In this article, we will explore the basics of data replication techniques such as Master-slave and Master-master in databases.
Table of Contents
- Data Replication
- Ways of Updating Data
- Synchronous update
- Asynchronous update
- Master-slave model
- Master-master model
Data replication is the process of creating multiple copies of the same data at different places. But why? Why do we need to replicate our data? Well, there can be several reasons why data needs to be replicated.
Imagine if we store all our data in a single database and that database crashes. All our data would be lost and our applications would become unusable. Another example is to imagine if there are millions of queries to our database at the same time. This is not uncommon in large internet companies like Google, Amazon, etc. A single database would not be able to handle all the queries. By replicating the data in multiple databases we can solve this problem.
Keeping the data at multiple geographical locations around the globe can reduce latency and improve the performance of our system. In a nutshell, Database replication ensures high availability and fault tolerance.
Ways of Updating Data
Now the question arises, how do we keep the data consistent? or in other words, how do we ensure that when data in one database is changed, that change is reflected on all the other databases? There are 2 ways of going about it.
In synchronous replication, any change to one of the databases is immediately propagated to all the other replicas.

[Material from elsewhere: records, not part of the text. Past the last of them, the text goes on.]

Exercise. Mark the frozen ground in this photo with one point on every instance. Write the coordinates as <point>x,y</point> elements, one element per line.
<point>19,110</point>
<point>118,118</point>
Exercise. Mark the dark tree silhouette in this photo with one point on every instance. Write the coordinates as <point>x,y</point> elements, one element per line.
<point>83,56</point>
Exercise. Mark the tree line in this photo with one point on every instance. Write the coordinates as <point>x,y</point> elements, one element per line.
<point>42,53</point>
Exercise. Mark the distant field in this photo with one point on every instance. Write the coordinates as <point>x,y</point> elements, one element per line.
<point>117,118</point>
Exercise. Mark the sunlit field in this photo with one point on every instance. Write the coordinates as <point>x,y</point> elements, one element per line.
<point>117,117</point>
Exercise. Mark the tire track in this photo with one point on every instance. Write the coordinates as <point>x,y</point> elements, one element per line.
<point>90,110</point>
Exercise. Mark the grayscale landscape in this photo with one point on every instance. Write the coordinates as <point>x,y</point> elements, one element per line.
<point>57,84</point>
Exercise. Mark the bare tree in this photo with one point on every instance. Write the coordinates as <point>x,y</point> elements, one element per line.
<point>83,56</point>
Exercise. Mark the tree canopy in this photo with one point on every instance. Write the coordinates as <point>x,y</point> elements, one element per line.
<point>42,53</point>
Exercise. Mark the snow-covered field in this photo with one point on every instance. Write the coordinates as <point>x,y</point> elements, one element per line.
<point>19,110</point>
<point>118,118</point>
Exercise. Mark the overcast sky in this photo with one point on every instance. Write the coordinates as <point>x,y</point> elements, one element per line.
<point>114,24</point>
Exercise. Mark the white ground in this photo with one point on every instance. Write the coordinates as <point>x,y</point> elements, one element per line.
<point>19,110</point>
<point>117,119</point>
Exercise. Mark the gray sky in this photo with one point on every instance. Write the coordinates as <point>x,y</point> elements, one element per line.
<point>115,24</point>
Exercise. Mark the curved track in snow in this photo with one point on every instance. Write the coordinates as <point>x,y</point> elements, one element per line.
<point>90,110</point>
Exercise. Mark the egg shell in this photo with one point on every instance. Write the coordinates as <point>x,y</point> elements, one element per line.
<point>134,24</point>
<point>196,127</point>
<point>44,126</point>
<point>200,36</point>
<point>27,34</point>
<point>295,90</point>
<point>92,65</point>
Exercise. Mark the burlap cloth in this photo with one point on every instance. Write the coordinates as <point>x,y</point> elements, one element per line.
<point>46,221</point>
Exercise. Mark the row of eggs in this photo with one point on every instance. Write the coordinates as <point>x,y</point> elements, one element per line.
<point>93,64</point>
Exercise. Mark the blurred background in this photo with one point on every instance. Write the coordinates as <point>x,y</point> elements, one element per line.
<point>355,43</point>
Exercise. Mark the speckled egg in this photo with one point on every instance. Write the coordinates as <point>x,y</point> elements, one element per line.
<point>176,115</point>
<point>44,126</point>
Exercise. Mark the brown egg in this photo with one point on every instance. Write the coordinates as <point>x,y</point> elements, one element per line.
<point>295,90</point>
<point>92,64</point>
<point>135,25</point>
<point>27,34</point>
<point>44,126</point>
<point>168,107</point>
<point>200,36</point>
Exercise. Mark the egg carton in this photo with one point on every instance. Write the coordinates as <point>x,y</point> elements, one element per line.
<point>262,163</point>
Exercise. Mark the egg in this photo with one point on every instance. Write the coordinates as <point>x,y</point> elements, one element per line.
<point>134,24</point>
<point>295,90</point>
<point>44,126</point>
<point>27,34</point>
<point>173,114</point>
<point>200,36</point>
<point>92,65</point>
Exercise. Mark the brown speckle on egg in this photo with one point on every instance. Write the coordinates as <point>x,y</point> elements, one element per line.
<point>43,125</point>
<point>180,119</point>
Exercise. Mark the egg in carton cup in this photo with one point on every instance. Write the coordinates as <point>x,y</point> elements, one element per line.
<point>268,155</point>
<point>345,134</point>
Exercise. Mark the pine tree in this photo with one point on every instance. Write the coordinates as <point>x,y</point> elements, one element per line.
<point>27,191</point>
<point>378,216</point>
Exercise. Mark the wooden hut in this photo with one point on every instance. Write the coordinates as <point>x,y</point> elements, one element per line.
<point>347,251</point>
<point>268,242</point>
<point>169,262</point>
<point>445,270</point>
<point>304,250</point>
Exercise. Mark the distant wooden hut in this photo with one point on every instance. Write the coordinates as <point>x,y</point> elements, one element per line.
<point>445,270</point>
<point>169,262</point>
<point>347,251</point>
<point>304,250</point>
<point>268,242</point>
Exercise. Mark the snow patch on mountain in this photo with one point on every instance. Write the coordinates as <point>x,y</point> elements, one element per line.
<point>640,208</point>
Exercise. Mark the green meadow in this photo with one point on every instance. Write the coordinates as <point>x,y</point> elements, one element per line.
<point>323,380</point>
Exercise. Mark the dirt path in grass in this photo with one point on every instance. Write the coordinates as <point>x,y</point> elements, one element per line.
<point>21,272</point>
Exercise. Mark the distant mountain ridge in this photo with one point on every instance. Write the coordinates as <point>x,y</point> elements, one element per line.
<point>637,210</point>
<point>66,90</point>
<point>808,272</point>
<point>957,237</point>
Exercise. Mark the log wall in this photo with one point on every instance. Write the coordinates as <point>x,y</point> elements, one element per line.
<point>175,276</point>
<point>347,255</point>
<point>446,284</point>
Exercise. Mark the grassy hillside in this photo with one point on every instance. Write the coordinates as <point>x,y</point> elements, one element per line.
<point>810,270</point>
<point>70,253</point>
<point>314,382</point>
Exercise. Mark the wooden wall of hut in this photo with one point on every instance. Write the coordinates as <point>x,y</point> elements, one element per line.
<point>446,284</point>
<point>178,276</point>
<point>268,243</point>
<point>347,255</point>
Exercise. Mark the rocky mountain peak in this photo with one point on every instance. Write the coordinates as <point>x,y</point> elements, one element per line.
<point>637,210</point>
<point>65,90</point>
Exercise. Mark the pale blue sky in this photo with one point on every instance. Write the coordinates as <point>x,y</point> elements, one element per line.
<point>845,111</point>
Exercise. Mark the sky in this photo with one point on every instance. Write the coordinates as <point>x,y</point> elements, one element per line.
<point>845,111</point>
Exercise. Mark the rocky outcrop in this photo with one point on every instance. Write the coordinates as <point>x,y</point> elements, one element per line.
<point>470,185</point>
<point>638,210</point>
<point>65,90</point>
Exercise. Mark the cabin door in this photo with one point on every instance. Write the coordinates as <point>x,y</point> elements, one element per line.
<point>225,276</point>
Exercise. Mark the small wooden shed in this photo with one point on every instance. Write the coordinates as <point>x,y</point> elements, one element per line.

Only after all the databases have been updated further queries are handled. An update operation is complete only when all the databases have been updated. This method ensures that the data always stays updated and ensures no data loss.
The downside to synchronous replication is that we need to wait for all the replicas to be updated before moving on. Hence the write, delete, update operations consume more time. But incase a single node fails, recovery would be pretty easy as all the nodes are updated to the latest data.
In an asynchronous or lazy update, all the replicas are not updated at the same time. Changes are queued and the update is done only at a few specific intervals. An update operation is considered complete the moment it is finished on one database.
The advantage of asynchronous replication is that operations are much quicker than synchronous updates. But the downside is that if the database which contains the updated data goes down before the change is propagated then the data is lost.
Both ways of replication may be used depending upon the business scenario.
In a Master-slave model, there is only one primary database called the Master and several secondary databases called slaves. Write and update operations can only be performed on the master database but read operations can be performed on the slave databases as well.
Since the master updates the slaves this model ensures consistency of data among different replicas. If one of the slaves crashes, it can reboot and sync with the master very easily.
But what happens if the master itself goes down? In this scenario, The most recently updated slave is made master. However, if the update configuration is asynchronous then loss of data may occur since the changes may not have been propagated to the slaves yet and thus reducing durability.
This model is best when you have to do a lot of read operations but only a few write operations. For example A streaming service like Netflix, where the data (ie., Movies) have to be written only once but have to be read (ie., streamed) many times by users.
A load balancer is used to split the query traffic among different databases.
A Master-master model or also known as Multi-master replication is one in which all the nodes are primary. That is all the databases and be read from and written to. Each database propagates its changes to every other database replica so that the system stays consistent.
Conflicts may arise if two databases are updated concurrently. The databases may come to a stable state by communicating with each other and using some consensus algorithms or the final decision may be done based on the timestamp of the update. The latest update is kept and the rest are discarded.
Since data is can be read and written to at multiple sites this model is more flexible than the Master-slave model. Even if one of the databases goes down the other masters can be used to update the database.
On the other hand, if the system is asynchronous then if one of the databases goes down, it can lead to an inconsistent state. Also, Master-master systems are very complicated because of the need for conflict resolution which only becomes worse as the number of databases increases.
Master-master model is used for more mission-critical applications and applications that involve a lot of writing. For example A social media website like Twitter where the new tweets have to be written to the database and also continuously read from the database to be displayed on the user's feed.
Most of the databases available today like MySQL, Oracle, PostgreSQL, etc. support both Master-slave and Master-master configuration.
With this article at OpenGenus, you must have the complete idea of Master-slave & Master-master replication in Databases.